Hello, lysserloo!

We can solve this without using Trig.

A coffee filter in the shape of a right circular cone with a base radius of 6cm and depth 10cm

contains water, which drips out through a hole at the bottom at a constant rate of 2 cm³/sec.

How fast is the water level falling when the depth is 8 cm? Code:

: - 6 - : - 6 - :
- *-------+-------*
: \ | /
: \ | r /
: \- - + - -/
10 \ | /
: \ h| /
: \ | /
: \|/
- *

The volume of the water is: .$\displaystyle V \:=\:\tfrac{\pi}{3}r^2h$ .[1]

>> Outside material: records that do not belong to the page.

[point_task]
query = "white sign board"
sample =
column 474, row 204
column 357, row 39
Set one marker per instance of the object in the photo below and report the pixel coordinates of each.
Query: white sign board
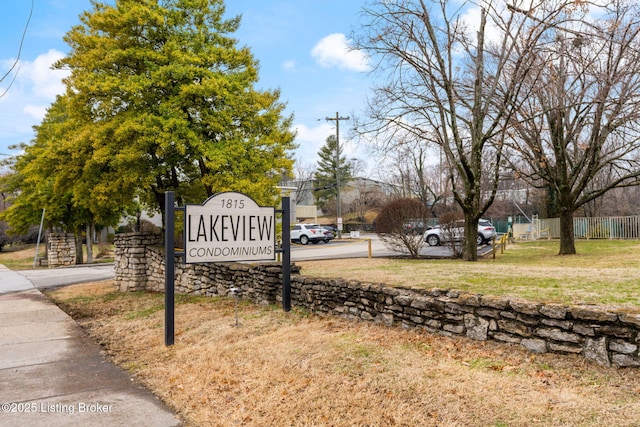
column 229, row 227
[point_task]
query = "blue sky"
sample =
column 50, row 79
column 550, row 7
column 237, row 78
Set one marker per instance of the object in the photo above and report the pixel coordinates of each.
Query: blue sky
column 300, row 44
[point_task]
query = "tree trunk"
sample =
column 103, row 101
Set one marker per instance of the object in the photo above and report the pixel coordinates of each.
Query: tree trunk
column 567, row 238
column 470, row 249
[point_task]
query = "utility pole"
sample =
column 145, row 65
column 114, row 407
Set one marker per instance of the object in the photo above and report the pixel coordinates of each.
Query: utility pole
column 337, row 119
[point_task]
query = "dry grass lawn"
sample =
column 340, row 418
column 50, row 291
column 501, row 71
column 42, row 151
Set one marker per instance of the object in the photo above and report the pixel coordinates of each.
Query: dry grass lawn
column 295, row 369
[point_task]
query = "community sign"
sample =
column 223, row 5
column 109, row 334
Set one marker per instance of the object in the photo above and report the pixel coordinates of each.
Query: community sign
column 229, row 227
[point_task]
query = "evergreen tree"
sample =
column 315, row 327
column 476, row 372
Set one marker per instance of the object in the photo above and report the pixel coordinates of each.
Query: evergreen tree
column 325, row 175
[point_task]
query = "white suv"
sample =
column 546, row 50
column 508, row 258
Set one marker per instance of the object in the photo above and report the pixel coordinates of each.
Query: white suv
column 305, row 233
column 486, row 231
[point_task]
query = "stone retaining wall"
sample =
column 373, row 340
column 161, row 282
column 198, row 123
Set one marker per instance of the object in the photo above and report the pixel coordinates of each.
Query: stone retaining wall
column 61, row 249
column 606, row 336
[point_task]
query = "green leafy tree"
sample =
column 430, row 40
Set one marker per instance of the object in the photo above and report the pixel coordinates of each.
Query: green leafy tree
column 164, row 100
column 326, row 174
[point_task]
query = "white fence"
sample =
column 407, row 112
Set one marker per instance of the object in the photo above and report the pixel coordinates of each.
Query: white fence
column 623, row 227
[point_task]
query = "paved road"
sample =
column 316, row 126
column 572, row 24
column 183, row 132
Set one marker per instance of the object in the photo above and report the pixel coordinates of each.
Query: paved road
column 359, row 248
column 52, row 373
column 51, row 278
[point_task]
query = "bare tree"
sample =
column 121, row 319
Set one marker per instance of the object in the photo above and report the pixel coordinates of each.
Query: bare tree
column 447, row 84
column 578, row 130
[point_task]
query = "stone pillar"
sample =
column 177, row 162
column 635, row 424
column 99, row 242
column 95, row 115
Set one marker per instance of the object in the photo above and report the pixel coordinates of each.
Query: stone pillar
column 130, row 258
column 61, row 249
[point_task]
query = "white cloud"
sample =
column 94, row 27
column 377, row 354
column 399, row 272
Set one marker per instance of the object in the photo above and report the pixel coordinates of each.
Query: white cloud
column 290, row 65
column 334, row 51
column 35, row 111
column 38, row 75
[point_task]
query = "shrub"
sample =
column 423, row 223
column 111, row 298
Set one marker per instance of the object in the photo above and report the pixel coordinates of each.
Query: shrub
column 400, row 225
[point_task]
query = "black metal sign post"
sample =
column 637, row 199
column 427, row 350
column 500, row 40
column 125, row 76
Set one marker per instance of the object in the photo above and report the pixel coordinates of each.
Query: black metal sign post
column 286, row 253
column 169, row 265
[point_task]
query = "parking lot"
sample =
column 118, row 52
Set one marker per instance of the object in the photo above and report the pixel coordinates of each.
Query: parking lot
column 359, row 248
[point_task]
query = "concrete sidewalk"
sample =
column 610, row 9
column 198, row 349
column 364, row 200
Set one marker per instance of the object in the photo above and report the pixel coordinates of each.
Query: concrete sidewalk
column 53, row 374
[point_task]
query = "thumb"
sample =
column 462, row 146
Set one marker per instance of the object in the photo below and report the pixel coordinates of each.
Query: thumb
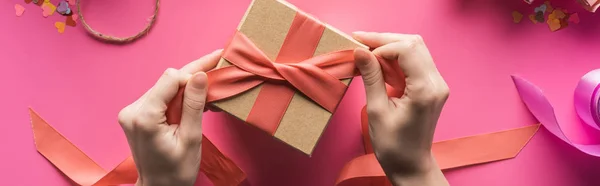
column 372, row 76
column 194, row 100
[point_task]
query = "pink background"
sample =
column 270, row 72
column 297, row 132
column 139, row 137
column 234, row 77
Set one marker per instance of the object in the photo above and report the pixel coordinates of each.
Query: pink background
column 79, row 84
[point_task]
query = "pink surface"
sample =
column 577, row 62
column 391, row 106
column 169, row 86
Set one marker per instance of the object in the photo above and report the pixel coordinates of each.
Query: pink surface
column 79, row 84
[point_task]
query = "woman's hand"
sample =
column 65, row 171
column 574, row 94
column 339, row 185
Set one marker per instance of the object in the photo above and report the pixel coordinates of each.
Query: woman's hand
column 401, row 129
column 169, row 153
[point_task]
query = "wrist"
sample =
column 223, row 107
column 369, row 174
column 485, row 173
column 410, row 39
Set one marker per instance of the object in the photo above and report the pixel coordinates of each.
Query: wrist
column 424, row 172
column 163, row 181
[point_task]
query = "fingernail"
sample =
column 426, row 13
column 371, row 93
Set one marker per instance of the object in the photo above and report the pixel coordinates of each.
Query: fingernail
column 200, row 80
column 361, row 57
column 359, row 33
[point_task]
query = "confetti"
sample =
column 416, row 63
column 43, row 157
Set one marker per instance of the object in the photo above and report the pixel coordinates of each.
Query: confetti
column 19, row 9
column 574, row 18
column 63, row 8
column 559, row 13
column 542, row 8
column 75, row 17
column 554, row 24
column 48, row 9
column 71, row 21
column 60, row 26
column 539, row 17
column 548, row 7
column 532, row 18
column 517, row 17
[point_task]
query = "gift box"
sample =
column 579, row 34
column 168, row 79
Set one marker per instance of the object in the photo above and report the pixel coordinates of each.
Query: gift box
column 279, row 30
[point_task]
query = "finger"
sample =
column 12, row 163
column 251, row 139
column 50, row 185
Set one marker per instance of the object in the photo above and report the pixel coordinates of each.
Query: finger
column 166, row 88
column 194, row 100
column 374, row 39
column 204, row 64
column 370, row 70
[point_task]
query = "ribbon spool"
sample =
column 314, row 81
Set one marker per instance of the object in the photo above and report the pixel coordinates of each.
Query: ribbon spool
column 586, row 102
column 587, row 98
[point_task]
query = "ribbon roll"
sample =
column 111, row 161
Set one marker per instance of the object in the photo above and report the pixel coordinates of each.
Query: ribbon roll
column 586, row 99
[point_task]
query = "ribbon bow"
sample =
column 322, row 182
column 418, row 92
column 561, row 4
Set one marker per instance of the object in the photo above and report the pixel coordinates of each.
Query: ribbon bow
column 317, row 77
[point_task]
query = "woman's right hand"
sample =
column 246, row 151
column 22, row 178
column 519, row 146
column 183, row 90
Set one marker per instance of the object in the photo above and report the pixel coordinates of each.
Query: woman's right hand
column 402, row 128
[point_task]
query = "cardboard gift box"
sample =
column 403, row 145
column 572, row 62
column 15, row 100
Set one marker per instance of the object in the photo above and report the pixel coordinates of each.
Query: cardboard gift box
column 267, row 24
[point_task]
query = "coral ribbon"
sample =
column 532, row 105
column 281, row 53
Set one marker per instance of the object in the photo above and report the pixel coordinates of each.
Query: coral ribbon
column 82, row 170
column 449, row 154
column 316, row 77
column 586, row 101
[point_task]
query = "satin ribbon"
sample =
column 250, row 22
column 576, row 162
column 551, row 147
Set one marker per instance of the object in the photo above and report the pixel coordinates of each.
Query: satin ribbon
column 81, row 169
column 471, row 150
column 316, row 77
column 586, row 99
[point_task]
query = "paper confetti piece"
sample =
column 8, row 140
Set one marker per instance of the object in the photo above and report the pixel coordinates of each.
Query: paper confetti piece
column 554, row 24
column 48, row 9
column 60, row 26
column 539, row 17
column 19, row 9
column 541, row 8
column 71, row 21
column 548, row 7
column 63, row 8
column 517, row 17
column 574, row 18
column 559, row 13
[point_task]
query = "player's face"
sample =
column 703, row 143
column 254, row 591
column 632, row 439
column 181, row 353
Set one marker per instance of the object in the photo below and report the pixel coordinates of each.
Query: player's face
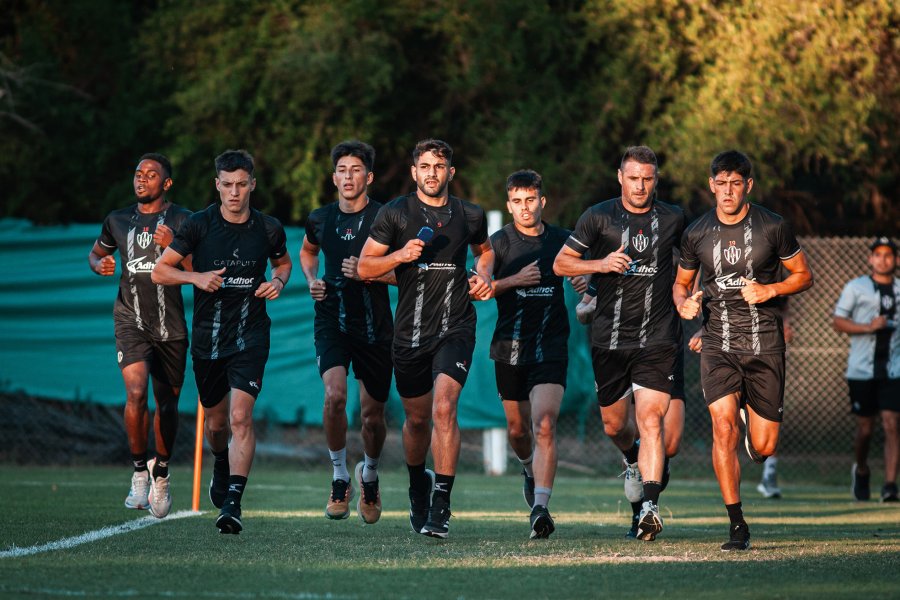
column 638, row 184
column 234, row 190
column 351, row 178
column 526, row 206
column 432, row 174
column 150, row 181
column 883, row 261
column 731, row 191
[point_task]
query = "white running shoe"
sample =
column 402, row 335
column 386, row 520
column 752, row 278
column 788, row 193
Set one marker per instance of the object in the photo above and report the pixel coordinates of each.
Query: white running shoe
column 634, row 484
column 137, row 496
column 159, row 498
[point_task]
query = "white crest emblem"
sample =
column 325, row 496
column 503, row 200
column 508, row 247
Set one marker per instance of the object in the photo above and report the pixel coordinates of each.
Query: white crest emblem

From the similar right triangles: .$\displaystyle \frac{r}{h} \:=\:\frac{6}{10} \quad\Rightarrow\quad r \:=\:\tfrac{3}{5}h $

Substitute into [1]: .$\displaystyle V \:=\:\tfrac{\pi}{3}\left(\tfrac{3}{5}h\right)^2h \quad\Rightarrow\quad V \:=\:\frac{3\pi}{25}h^3$

Differentiate with respect to time: .$\displaystyle \frac{dV}{dt} \:=\:\frac{9\pi}{25}h^2\left(\frac{dh}{dt}\right) $ .[2]

We are given: .$\displaystyle h = 8,\;\;\frac{dV}{dt} = \text{-}2$

Substitute into [2]: .$\displaystyle -2 \;=\;\frac{9\pi}{25}(8^2)\cdot\frac{dh}{dt} $

Therefore: .$\displaystyle \frac{dh}{dt} \:=\:-\frac{25}{288\pi}$ cm/sec.